Cinq stratégies différentes de GRC
Hewlett- Packard Le projet GRC a démarré en octobre 1999 par un pilote concernant ses 100 plus grands clients mondiaux. Objectif : consolider toutes les informations concernant leurs actions (achats, conseils, formations) et leur offrir un même accueil partout dans le monde. Pompes Salmson Pour supprimer le barrage constitué par ses agences, entre la direction commerciale du siège et les commerciaux nomades, l'entreprise a intégré une solution de GRC de Pivotal. Elle fiabilise l'échange d'informations concernant les clients et améliore la productivité des commerciaux nomades et sédentaires. Générale des Eaux (pôle eaux) : Pour améliorer la gestion des impayés de ses 45 centres de distribution, le groupe Générale des Eaux a ouvert 11 centres d'appels régionaux. Il prévoit également l'ouverture d'un site web pour offrir plus d'informations à ses abonnés. Le projet de GRC a permis d'améliorer la rentabilité des gestionnaires de clientèle et de mieux séduire les collectivités locales. Elf Antargaz L'application de GRC Carroussel permet à chacun des 140 commerciaux itinérants de gérer au quotidien sur un bureau mobile leurs 300 prescripteurs (architectes, plombiers). L'objectif pour le distributeur était de consolider les informations des itinérants, synchroniser leurs actions pour mieux fidéliser les prescripteurs.
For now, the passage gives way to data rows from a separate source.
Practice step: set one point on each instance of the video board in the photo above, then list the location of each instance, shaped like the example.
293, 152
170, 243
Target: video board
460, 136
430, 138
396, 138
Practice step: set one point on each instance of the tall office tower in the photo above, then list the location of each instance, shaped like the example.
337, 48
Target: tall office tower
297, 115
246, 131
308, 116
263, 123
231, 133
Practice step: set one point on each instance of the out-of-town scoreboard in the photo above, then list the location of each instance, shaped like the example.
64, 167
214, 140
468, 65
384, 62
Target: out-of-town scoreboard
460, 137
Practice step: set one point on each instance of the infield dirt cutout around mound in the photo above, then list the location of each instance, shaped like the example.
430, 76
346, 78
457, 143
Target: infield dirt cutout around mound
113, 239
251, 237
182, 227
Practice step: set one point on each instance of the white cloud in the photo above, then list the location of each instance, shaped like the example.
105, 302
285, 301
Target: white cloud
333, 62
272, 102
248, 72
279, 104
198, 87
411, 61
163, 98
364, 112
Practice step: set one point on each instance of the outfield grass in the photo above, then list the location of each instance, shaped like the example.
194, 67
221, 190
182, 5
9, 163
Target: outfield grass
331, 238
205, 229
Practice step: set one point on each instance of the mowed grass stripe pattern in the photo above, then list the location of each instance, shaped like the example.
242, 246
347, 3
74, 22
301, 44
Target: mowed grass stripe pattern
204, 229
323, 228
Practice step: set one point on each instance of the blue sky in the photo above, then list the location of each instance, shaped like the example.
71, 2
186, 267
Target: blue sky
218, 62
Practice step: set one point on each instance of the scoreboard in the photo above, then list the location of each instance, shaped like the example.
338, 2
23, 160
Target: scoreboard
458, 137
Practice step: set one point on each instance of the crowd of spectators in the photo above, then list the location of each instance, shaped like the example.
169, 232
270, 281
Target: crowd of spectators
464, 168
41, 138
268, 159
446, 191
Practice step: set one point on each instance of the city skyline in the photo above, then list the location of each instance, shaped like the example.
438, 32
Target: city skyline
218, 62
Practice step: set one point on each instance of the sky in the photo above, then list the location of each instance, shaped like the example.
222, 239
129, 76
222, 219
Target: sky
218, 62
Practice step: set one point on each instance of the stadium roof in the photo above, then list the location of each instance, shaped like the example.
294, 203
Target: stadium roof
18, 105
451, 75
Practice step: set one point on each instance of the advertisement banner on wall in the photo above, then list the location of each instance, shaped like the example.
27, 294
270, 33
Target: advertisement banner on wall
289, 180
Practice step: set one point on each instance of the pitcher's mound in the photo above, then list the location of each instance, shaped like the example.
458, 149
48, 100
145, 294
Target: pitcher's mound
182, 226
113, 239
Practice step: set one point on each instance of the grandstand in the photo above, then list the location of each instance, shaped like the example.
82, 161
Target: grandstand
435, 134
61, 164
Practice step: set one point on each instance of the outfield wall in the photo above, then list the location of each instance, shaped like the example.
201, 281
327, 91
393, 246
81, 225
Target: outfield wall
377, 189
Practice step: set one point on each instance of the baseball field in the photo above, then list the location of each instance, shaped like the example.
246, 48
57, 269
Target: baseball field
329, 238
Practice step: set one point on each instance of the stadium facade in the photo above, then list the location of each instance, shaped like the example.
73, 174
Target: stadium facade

AOM Pour faire face aux réclamations de plus en plus nombreuses de ses clients, la compagnie aérienne a choisi de se doter du progiciel Satis de gestion de service clients au niveau de son centre d'appel. Cet outil doit lui permettre d'accélérer l'analyse des réclamations, d'archiver toutes les informations concernant le contact client et surtout de permettre aux téléopérateurs de se libérer des tâches répétitives à faible valeur ajoutée, afin de se consacrer à une amélioration de la réponse apportée au client.
Chez Welcome, le SAV booste la GRC
Editeur de solutions logicielles de gestion de projets, Welcome a une base installée de 5 000 clients dans le monde. Comme tous les éditeurs informatiques du marché, la fidélisation de sa base installée repose en partie sur la qualité de service fournie dans le support technique et la maintenance des solutions. Ce n'est ainsi pas un hasard si, l'année passée, c'est au niveau du département support de l'entreprise que le projet de GRC a été initié. « Notre objectif initial était, compte tenu des remontées de problèmes techniques de nos clients au niveau de la hot line, de leur apporter un service support de qualité plus professionnel », explique Thierry Vincent, responsable France de Welcome. C'est la solution clientèle de l'éditeur Epicor qui a été retenue au détriment d'un simple outil de help-desk car, comme l'explique Thierry Vincent, « bien qu'impulsée par un service technique, la GRC fait partie d'un axe stratégique important au niveau du groupe ». A présent, Welcome va s'attacher à la création d'un référentiel clientèle commun qui sera alimentée par les bases marketing, ventes et support, afin de se doter d'un système d'information véritablement orienté client, accessibles aux techniciens comme aux commerciaux. « Cela nous permettra d'optimiser la gestion de nos contrats de maintenance, les processus de facturation et de nous orienter vers un marketing plus personnalisé. » A terme, l'entreprise prévoit même d'intégrer ses distributeurs dans son processus de CRM.